Нет, он лично не может согласиться, начал Криспин, сюсюкая и пришепетывая (так говорили по-гречески снобы в университетах Коринфа и Александрии, и этот выговор считался аристократическим), – он никак не может согласиться с тем, будто бы государь своим молчанием что-либо подтвердил. И раньше случалось, что не только посланцев, даже царей варварских народов заставляли месяцами ждать аудиенции. Когда египтянин, дав волю своей ненависти, назвал евреев варварами, все подняли головы и украдкой взглянули на императора. Но тот был неподвижен.

Министр полиции Норбан поспешил на помощь Криспину.

– Уже сам по себе приезд в Рим еврейского верховного жреца, которого никто не звал, – это навязчивость и дерзость, – заявил Норбан. – Если у него есть какая-нибудь просьба или жалоба – пусть соблаговолит обратиться к императорскому губернатору в Кесарии. Мои люди в один голос сообщают мне, что с тех пор, как в Рим прибыл из Ямнии верховный жрец, евреи очень обнаглели. Закрытие университета было бы хорошим способом умерить их дерзость.

Норбан старался, чтобы его широкое угловатое лицо с модными нелепыми завитками свисающих на лоб жестких иссиня-черных волос оставалось бесстрастным, а интонации – деловито-сдержанными. Но шитые белыми нитками возражения министра полиции, как видно, не могли в глазах императора лишить силы доводы Регина. Домициан сидел молча, насупившись, ждал. Ждал более удачных опровержений, которые вернули бы ему возможность свободно решать самому. И тут на помощь ему пришел советник, от которого он меньше всего мог этого ожидать, – Анний Басс. Госпожа Дорион терпеливо и искусно вдалбливала в голову простодушного солдата доводы, отточенные специально для того, чтобы оказать действие на Домициана; она повторяла их до тех пор, пока Анний не стал считать их своими собственными. Конечно, обстоятельно разъяснял он, согласно старинной римской государственной мудрости и традиции, следует щадить культурную жизнь завоеванных стран и оставлять побежденным народам их богов и их религию. Но евреи сами лишили себя такой привилегии. Преследуя свои коварные цели, они отняли у великодушного победителя возможность отделить их религию от их политики, ибо всю свою религию до самых сокровенных ее глубин они пропитали политикой. Даже если с ними обращаться иначе, чем с остальными покоренными народами, – те поймут это и не будут делать ложных выводов. Ведь евреи искони стремились быть избранным народом и сами враждебно исключили себя из мирного круга автономных в своей культуре наций, входящих в состав империи. Их бог Ягве тоже не такой, как боги других народов, он не настоящий бог, у него нет изображений, нельзя поставить его статую в римском храме, как ставят статуи других богов. Он лишен образа, это всего-навсего строптивый дух еврейской национальной политики. И если цель Рима – действительно подчинить себе евреев, то едва ли допустимо щадить их бога Ягве и его университет в Ямнии. Ибо Ягве – это просто-напросто синоним государственной измены.

Столь глубокомысленные речи от простого солдата Анния Басса советники императора не привыкли слышать. Марулл и Регин улыбались; они догадывались, в чем тут дело, – за этими рассуждениями явно стояла госпожа Дорион. Однако император слушал военного министра с удовольствием. Кто бы все эти рассуждения ни придумал, они казались ему убедительным ответом на слова Регина и возвращали ему, императору, свободу решений.
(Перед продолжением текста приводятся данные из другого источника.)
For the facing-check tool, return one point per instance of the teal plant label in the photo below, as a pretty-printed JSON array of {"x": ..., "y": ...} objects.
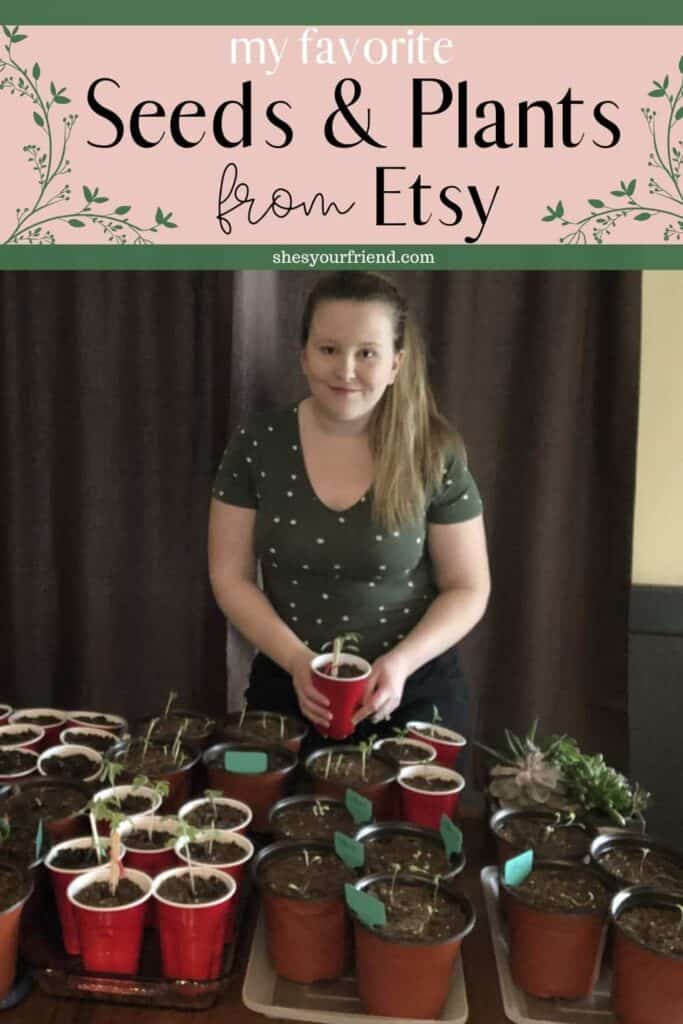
[
  {"x": 370, "y": 909},
  {"x": 352, "y": 853},
  {"x": 452, "y": 836},
  {"x": 518, "y": 868},
  {"x": 246, "y": 762},
  {"x": 359, "y": 808}
]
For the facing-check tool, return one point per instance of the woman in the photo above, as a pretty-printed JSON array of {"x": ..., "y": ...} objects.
[{"x": 357, "y": 504}]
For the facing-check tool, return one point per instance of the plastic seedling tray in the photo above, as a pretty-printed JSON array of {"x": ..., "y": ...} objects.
[
  {"x": 327, "y": 1001},
  {"x": 523, "y": 1009}
]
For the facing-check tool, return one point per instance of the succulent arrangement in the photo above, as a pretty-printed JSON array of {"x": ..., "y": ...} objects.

Хватит разговоров про верховного богослова и университет. Одним движением руки он зачеркнул всю эту тему и заговорил о другом.

На следующий вечер Домициан ужинал лишь в обществе Юпитера, Юноны и Минервы. Манекен, облаченный в одежды Юпитера, в искусно сделанной восковой маске, изображавшей лицо этого бога, возлежал на застольном ложе, а на высоких позолоченных стульях сидели манекены в масках обеих богинь. В этом обществе и ужинал Домициан. Слуги в белых сандалиях подавали и уносили кушанья; они служили усердно и неслышно, опасаясь помешать разговору Домициана с его божественными гостями.

Домициан решил посоветоваться с ними, как ему быть в трудном споре с чужим богом Ягве. Ибо разделились не только голоса его советников, но и голоса, звучавшие в его собственной душе. Ему хотелось и разрушить высшую школу в Ямнии, и властной рукой защитить ее. Он никак не мог принять решение.

С Митрой или Изидой можно поладить; им можно воздвигнуть статуи, известно немало способов их умилостивить, если оскорбишь их почитателей; но как быть с этим богом Ягве, когда у него нет образа, нет лика, когда он лишен вещественности, подобен несущим лихорадку болотным испарениям и их блуждающим огонькам: их нельзя схватить, их можешь познать только по вредоносному действию.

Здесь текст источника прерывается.